Zwartfontein citrus manager, Frankie la Grange, didn’t set out to be a citrus farmer after he left school, but an early love for the industry led him to a position that he regards as the perfect fit.
Frankie hails from Nelspruit, but grew up in Paarl before spending two years in England working for another South African fruit exporter and a brief stint in Scotland putting up fences. On his return to South Africa, he spent 10 years in the Greater Kruger National Park before returning to citrus farming, following in the footsteps of his father, Hans la Grange, a citrus technical consultant to a number of exporters, including SAFE.
“As a child, I accompanied him on his visits to various citrus farms, and the lifestyle always appealed to me,” says Frankie, who lives at Zwartfontein near Wellington, with his English wife Katy, son Ethan (4) and baby daughter Aidan.
“Having a citrus expert in the family is very handy. Whenever he comes to visit us socially, we take a drive around the orchards and his comments are always right on the money.”
When Frankie arrived at Zwartfontein two years ago it was a grape farm, and a lot has changed since then.
“We’ve already planted the first 75ha and are now busy preparing another 90ha for planting to start mid-September. We initially planned our first harvest for 2019, but due to the drought we have decided to put some more body on the trees first.
“At present, we have 55ha of lemons and 20ha of Midknight Valencia. We will now be planting 20ha of Nules, 30ha of Witkrans Navels, 20ha of Orri Mandarins, and another 10ha of Midknights.
“Another 10ha of Witkrans Navels will be planted next year, bringing the total to 165ha of citrus when all the trees are in the ground. There are also 100ha of grapes at Zwartfontein.”
Frankie has been responsible for overseeing everything on the citrus side of Zwartfontein, from installing the irrigation system and laying out the blocks, to nursing the trees through the recent drought.
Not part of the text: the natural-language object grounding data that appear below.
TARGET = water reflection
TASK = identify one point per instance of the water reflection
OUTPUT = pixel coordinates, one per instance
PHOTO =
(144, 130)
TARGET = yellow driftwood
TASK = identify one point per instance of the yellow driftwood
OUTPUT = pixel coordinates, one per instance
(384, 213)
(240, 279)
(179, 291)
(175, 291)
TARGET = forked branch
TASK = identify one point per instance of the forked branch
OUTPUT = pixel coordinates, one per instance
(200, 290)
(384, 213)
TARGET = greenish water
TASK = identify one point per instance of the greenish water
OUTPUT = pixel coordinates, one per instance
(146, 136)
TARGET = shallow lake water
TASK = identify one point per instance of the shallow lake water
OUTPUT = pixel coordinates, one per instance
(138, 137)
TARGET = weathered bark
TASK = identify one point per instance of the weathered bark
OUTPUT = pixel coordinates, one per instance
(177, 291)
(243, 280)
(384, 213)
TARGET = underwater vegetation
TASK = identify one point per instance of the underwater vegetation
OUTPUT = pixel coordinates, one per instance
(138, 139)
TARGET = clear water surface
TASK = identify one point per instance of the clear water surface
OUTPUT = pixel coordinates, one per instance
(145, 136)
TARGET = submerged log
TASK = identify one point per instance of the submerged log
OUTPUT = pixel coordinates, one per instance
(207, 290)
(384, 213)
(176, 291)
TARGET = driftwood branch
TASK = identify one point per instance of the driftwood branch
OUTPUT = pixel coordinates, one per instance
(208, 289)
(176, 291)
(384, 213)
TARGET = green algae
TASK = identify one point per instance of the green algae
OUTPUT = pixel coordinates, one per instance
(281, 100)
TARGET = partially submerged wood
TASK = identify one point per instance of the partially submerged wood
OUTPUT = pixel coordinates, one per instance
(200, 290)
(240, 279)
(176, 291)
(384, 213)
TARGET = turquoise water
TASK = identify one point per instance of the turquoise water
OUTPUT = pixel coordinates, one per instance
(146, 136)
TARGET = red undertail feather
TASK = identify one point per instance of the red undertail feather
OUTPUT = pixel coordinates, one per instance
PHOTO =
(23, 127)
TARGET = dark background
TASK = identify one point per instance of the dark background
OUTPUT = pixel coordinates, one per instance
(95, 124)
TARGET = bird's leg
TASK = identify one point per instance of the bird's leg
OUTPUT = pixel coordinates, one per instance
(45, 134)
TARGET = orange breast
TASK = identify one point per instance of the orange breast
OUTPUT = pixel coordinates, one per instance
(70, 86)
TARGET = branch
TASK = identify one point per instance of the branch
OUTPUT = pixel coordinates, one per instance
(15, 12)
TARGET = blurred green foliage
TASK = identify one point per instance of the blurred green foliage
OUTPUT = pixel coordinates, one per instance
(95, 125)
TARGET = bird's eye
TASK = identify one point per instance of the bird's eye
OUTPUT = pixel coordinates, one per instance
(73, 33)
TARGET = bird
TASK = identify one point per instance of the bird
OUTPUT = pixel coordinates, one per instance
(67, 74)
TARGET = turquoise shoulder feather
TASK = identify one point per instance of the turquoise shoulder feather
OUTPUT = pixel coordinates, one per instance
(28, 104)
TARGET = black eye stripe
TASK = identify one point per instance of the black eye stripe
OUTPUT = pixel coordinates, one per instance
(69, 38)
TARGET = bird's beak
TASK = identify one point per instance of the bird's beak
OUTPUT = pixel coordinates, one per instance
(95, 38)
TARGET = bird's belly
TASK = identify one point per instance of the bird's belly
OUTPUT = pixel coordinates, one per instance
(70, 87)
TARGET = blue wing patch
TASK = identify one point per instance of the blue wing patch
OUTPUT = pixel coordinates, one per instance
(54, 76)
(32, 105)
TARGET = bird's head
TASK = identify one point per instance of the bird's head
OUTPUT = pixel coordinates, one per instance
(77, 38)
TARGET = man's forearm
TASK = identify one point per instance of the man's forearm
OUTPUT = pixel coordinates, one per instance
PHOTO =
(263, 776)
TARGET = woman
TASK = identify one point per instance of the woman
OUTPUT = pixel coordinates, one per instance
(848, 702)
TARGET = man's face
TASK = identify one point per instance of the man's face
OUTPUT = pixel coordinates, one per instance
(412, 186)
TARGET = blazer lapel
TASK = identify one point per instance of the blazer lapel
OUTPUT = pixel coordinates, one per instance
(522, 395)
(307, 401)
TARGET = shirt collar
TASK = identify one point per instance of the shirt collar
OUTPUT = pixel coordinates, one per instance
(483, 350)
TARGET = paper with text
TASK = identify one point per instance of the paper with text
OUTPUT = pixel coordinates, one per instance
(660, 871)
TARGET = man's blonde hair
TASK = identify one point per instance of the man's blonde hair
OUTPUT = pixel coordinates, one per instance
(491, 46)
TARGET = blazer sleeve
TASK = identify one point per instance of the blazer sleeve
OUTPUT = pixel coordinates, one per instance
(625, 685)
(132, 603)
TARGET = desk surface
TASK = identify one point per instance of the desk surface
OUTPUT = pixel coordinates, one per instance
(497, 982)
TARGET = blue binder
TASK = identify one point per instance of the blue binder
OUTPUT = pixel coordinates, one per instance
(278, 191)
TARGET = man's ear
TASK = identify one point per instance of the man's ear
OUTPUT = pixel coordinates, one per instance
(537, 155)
“Being a member of the CGA (Citrus Growers Association) is particularly useful at a farm like Zwartfontein, where we are establishing new citrus orchards for the first time. It certainly helps us keep abreast of all the latest global trends, ensuring we can get a head start on the latest varieties when choosing what to plant.”
Coming from a family-run farm to an established export company has been quite a change, but one Frankie has embraced.
“A big advantage in farming for SAFE is that there will always be a market for your fruit, because of the company’s good reputation for high standards. As long as you deliver the goods, SAFE allows you free reign to run the farm as you see fit.”